COLUMBUS — A final decision on whether the state Department of Environmental Quality will issue a permit to build and operate two hog confinement facilities in northwest Butler County could come as early as this week.
DEQ technical staff is currently reviewing additional information the agency requested from Pillen Family Farms of Columbus, which has proposed the hog production sites east of Bellwood and southwest of Brandenburgh Lakes.
"We'll complete the review maybe by this week if we receive all the information we requested and make a decision (on the permit)," said Dennis Heitmann, supervisor of the agency's ag division.
However, Heitmann said there is no firm deadline for a decision.

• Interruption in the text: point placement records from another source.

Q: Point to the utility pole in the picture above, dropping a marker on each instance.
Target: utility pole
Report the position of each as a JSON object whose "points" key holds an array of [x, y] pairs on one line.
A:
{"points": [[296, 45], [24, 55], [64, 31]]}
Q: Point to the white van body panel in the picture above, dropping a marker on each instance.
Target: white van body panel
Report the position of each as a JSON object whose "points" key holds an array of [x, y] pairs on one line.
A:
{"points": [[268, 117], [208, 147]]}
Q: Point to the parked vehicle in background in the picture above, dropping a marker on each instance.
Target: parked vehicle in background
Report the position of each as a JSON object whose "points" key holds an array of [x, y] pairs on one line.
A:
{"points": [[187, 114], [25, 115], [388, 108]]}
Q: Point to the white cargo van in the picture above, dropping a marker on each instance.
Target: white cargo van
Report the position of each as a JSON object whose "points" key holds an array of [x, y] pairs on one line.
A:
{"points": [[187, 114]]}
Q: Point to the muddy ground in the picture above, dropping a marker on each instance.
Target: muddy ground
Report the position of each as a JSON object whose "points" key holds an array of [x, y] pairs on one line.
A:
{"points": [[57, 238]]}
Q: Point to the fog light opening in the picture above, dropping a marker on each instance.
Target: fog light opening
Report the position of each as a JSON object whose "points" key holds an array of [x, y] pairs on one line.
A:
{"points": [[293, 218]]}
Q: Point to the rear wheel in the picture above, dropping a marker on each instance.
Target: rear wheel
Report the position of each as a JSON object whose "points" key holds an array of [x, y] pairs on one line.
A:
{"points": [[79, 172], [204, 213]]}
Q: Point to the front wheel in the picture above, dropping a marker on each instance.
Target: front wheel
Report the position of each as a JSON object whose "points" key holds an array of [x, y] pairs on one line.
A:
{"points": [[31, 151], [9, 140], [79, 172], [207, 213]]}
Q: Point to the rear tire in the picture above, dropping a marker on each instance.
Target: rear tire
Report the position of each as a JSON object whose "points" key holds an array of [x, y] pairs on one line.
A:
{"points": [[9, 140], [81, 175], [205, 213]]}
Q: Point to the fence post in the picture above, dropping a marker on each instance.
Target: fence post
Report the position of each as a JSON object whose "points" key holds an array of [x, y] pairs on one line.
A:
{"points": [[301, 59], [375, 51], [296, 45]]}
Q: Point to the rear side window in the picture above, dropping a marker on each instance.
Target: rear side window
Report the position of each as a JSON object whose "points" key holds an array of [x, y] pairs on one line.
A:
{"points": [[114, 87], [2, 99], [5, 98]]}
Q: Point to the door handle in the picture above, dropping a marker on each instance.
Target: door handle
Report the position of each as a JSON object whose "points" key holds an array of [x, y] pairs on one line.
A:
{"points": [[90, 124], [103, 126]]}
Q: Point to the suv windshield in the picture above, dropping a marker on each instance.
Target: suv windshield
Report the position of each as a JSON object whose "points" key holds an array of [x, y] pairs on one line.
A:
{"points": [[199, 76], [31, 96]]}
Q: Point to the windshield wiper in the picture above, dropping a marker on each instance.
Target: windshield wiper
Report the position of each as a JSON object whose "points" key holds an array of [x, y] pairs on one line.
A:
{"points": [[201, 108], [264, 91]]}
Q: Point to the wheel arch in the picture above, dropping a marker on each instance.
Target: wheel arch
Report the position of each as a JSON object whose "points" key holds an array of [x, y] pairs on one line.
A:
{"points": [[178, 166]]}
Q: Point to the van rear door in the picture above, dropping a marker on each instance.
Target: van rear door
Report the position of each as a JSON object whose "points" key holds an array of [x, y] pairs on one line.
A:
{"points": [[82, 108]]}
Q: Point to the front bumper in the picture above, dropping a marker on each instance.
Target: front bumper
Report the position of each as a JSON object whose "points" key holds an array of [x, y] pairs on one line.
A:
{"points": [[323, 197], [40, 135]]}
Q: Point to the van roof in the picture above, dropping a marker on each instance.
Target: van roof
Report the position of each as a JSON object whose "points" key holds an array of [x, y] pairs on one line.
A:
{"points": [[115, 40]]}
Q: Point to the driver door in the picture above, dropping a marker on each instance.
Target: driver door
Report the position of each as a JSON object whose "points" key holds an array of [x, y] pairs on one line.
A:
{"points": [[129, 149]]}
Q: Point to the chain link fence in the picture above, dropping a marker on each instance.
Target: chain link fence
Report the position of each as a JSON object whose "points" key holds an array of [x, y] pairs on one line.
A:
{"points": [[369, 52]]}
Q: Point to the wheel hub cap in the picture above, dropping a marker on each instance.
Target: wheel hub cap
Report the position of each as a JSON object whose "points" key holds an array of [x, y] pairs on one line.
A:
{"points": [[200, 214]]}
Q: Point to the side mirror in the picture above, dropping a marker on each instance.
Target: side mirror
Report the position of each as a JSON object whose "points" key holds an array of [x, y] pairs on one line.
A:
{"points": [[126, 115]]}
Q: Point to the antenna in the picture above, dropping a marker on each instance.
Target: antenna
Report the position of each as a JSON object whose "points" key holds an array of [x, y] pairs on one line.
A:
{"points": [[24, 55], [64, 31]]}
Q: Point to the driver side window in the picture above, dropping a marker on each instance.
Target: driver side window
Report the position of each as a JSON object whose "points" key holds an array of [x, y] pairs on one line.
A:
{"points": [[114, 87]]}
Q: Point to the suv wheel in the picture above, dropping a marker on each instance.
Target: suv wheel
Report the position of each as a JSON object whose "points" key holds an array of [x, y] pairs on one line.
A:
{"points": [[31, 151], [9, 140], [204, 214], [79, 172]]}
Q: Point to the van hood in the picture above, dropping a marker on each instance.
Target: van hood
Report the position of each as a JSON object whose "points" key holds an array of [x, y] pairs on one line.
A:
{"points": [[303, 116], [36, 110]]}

The additional information sought by the DEQ was sparked by questions from agency staff and concerns raised by neighbors of the proposed production facilities during a recently completed public comment period.
Butler County officials have no zoning authority.
The additional information was directed at addressing the public concerns regarding the projects, Heitmann said.
Settje Agri-Services and Engineering of Raymond, the designer of both proposed sites, provided the DEQ with the additional information.
One project site, Hough Nursery, is located east of Bellwood. It would house up to 12,000 nursery swine less than 55 pounds.
Two other options for that site are to house up to 6,000 finishing swine greater than 55 pounds and up to 6,000 nursery swine in half of the building and up to 3,000 finishing swine in the other half.
The second project is the Danbred Performance Research Center northwest of Bellwood. The main purpose of the project is boar research. The proposed research center would include a nursery, finishing building, holding/transfer building and office buildings.
The DEQ received letters of comment from dozens of people, most expressing fears about pollution of the water table and seasonal wetlands, manure application to fields and nuisance odor problems.
The information provided by Settje Agri-Services and Engineering included a more detailed history of wetlands in the area, more historical water depths for area water wells that prompted facility design changes and removal of mortality burial plans to be substituted by reliance solely on a rendering service at the sites.